Although gambling on a sport you play or coach
is now considered unacceptable in nearly all levels of sport, it was relatively
common among those connected with baseball in the early 20th century. Some of
baseball’s most talented and well-known players, such as “Turkey” Mike Donlin
and Hal Chase, as well as manager John McGraw, who publicly won $400 dollars
when his New York Giants won the World Series in 1905, were often suspected of
gambling on their own games. Chase was considered a dangerous man to have on a
team because of his willingness to make extra money by dropping fly balls or
misplaying first base. This all changed, however, after the White Sox
purposefully lost the World Series in 1919 for a payoff from gambler Arnold
Rothstein. Outraged, a group of baseball’s faithful–including American League
Commissioner Ban Johnson, former player and manager Christy Matthewson and
White Sox owner Charles Comiskey, among others–made it a priority to clean up
the game and repair its reputation. Kenesaw Mountain Landis, a former federal
judge, was hired as Major League Baseball’s first commissioner to crack down on
corruption.
One of Landis’ first moves was to ban eight
White Sox players found to be involved in the World Series betting scandal from
the game for life, including Chase and “Shoeless” Joe Jackson, one of the
greatest players in baseball history. Major League Baseball Rule 21(d) now
states that a player faces a ban of one year for betting on any baseball game,
and a lifetime ban for betting on his own team. In addition, signs posted
prominently in every clubhouse remind players that gambling is not permitted.
It was known in baseball circles since the
1970s that Pete Rose had a gambling problem. Although at first he bet only on
horse races and football games, allegations surfaced in early 1989 that Rose
was not only betting on baseball, but on his own team.

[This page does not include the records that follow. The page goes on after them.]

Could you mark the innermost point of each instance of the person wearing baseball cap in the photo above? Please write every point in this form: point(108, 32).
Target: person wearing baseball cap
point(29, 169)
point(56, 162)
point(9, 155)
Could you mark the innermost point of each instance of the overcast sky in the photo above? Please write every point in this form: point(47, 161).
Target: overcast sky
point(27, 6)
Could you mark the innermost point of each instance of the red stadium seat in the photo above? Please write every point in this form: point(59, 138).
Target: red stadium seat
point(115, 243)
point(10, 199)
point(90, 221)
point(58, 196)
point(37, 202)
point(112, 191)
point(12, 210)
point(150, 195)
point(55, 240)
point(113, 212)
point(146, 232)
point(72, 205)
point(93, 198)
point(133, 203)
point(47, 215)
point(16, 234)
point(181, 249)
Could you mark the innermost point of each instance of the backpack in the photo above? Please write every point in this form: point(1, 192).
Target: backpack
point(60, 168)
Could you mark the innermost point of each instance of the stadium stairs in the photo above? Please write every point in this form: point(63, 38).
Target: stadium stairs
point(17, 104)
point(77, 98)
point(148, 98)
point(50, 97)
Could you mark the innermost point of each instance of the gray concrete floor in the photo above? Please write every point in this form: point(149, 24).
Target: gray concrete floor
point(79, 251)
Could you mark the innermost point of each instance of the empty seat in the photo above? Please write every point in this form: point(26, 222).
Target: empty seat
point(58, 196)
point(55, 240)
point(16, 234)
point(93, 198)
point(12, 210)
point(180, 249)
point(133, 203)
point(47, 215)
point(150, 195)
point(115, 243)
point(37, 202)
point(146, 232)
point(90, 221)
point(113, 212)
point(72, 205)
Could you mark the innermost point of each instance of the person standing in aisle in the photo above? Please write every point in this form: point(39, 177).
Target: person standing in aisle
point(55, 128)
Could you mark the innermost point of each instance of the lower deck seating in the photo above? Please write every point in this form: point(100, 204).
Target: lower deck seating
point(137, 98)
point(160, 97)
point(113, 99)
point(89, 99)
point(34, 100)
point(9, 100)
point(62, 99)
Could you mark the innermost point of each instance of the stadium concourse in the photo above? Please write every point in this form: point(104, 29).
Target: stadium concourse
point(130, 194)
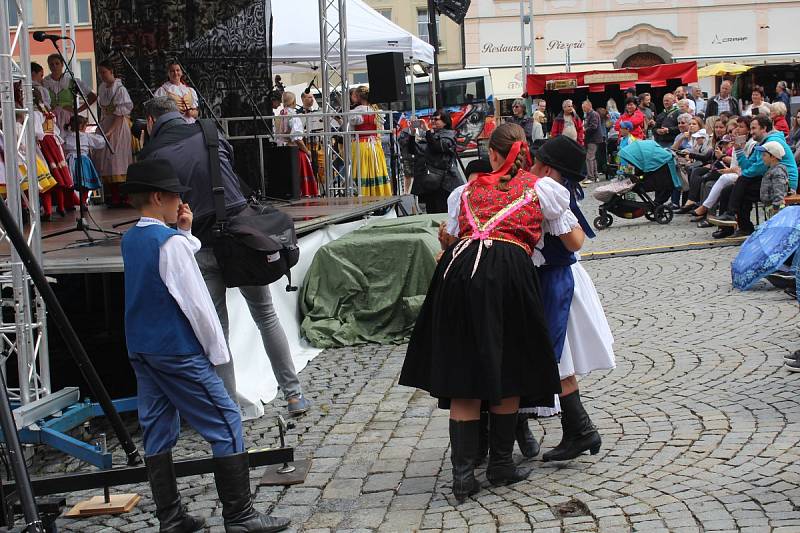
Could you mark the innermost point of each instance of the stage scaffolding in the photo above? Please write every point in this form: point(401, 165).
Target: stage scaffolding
point(26, 335)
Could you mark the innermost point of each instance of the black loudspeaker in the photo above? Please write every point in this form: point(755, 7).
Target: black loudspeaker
point(283, 172)
point(387, 78)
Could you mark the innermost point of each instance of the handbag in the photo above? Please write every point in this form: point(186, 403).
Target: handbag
point(258, 245)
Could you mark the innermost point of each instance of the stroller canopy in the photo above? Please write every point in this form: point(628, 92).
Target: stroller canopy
point(648, 156)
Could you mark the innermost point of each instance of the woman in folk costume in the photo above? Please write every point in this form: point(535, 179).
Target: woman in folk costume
point(582, 339)
point(50, 144)
point(115, 106)
point(367, 159)
point(481, 336)
point(59, 85)
point(291, 127)
point(184, 96)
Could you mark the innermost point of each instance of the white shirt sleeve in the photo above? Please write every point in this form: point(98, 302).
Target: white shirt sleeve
point(179, 272)
point(454, 210)
point(554, 201)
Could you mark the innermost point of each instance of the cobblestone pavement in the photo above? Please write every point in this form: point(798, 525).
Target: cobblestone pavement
point(699, 423)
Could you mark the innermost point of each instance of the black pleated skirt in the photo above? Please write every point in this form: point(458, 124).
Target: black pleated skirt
point(483, 336)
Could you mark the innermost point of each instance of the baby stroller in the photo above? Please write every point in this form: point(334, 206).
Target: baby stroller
point(644, 167)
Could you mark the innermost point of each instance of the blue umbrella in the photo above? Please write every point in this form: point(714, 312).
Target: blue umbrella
point(767, 249)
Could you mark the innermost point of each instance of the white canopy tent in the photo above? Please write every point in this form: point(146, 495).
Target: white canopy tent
point(295, 38)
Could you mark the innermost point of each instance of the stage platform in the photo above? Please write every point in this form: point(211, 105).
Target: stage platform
point(69, 254)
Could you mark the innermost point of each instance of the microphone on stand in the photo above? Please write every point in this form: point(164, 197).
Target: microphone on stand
point(42, 36)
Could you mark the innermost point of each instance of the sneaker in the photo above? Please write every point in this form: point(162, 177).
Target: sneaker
point(298, 405)
point(726, 220)
point(792, 366)
point(723, 233)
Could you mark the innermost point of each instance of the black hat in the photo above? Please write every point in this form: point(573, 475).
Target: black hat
point(152, 175)
point(564, 155)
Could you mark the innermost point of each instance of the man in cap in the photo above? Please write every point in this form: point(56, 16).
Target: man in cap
point(174, 340)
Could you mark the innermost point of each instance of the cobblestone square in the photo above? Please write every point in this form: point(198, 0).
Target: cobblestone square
point(699, 421)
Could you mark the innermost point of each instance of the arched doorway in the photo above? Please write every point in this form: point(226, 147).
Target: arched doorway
point(643, 59)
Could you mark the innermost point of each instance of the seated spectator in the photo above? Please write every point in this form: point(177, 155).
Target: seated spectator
point(683, 141)
point(758, 106)
point(633, 115)
point(723, 102)
point(568, 123)
point(747, 188)
point(775, 183)
point(778, 116)
point(667, 122)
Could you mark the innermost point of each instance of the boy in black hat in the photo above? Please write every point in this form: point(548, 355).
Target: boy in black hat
point(174, 340)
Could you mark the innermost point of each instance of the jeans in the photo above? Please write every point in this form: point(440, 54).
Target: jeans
point(259, 301)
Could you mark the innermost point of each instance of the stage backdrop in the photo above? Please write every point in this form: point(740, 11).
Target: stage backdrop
point(221, 45)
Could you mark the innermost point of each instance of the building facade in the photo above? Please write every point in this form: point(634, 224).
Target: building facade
point(601, 34)
point(45, 16)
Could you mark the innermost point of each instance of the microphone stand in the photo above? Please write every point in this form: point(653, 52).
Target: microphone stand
point(81, 224)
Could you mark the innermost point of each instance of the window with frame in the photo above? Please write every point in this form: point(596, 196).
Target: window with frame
point(81, 11)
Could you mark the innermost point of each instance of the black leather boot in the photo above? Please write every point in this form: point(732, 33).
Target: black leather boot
point(483, 440)
point(579, 434)
point(501, 469)
point(528, 445)
point(463, 455)
point(172, 517)
point(232, 476)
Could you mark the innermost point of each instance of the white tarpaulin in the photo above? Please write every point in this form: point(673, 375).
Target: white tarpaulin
point(255, 381)
point(295, 36)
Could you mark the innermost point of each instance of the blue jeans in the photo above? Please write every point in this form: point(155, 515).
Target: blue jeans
point(259, 301)
point(175, 386)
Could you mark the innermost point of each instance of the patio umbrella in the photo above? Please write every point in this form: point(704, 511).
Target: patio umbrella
point(721, 69)
point(767, 249)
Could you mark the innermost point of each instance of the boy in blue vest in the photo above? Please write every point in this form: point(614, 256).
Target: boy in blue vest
point(174, 340)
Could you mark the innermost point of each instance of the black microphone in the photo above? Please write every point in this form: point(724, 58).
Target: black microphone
point(42, 36)
point(312, 84)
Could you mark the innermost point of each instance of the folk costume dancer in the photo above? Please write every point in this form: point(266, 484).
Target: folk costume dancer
point(481, 336)
point(582, 339)
point(174, 340)
point(116, 106)
point(367, 158)
point(183, 95)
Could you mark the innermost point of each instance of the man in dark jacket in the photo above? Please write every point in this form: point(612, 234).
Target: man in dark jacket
point(183, 145)
point(723, 101)
point(594, 138)
point(667, 122)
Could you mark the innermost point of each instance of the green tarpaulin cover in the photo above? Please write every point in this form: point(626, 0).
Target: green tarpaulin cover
point(369, 285)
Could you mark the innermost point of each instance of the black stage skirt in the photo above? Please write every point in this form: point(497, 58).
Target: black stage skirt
point(483, 336)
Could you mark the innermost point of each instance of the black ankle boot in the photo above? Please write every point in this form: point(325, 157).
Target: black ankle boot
point(172, 517)
point(501, 469)
point(528, 445)
point(232, 476)
point(464, 437)
point(579, 434)
point(483, 440)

Major League Baseball
Commissioner A. Bartlett Giamatti began an inquiry, and hired Washington lawyer
John Dowd to head the investigation. Dowd compiled hundreds of hours of
testimony from numerous sources that detailed Rose’s history of gambling on
baseball while serving as the manager of the Cincinnati Reds, including betting
on his own team.
Although Rose continued to proclaim his
innocence, he was eventually persuaded to accept a settlement that included a
lifetime ban from the game. At a subsequent press conference, Giamatti
characterized Rose’s acceptance of the ban as a no-contest plea to the charges
against him.
In 2004, after years of repeated denials, Rose
published My Prison Without Bars, in which he finally confessed to
gambling on the Reds, though he added that had always bet on the Reds to win.
Because of the lifetime ban, Rose cannot work in Major League Baseball and,
despite his stellar playing career, he is not eligible for the Hall of Fame.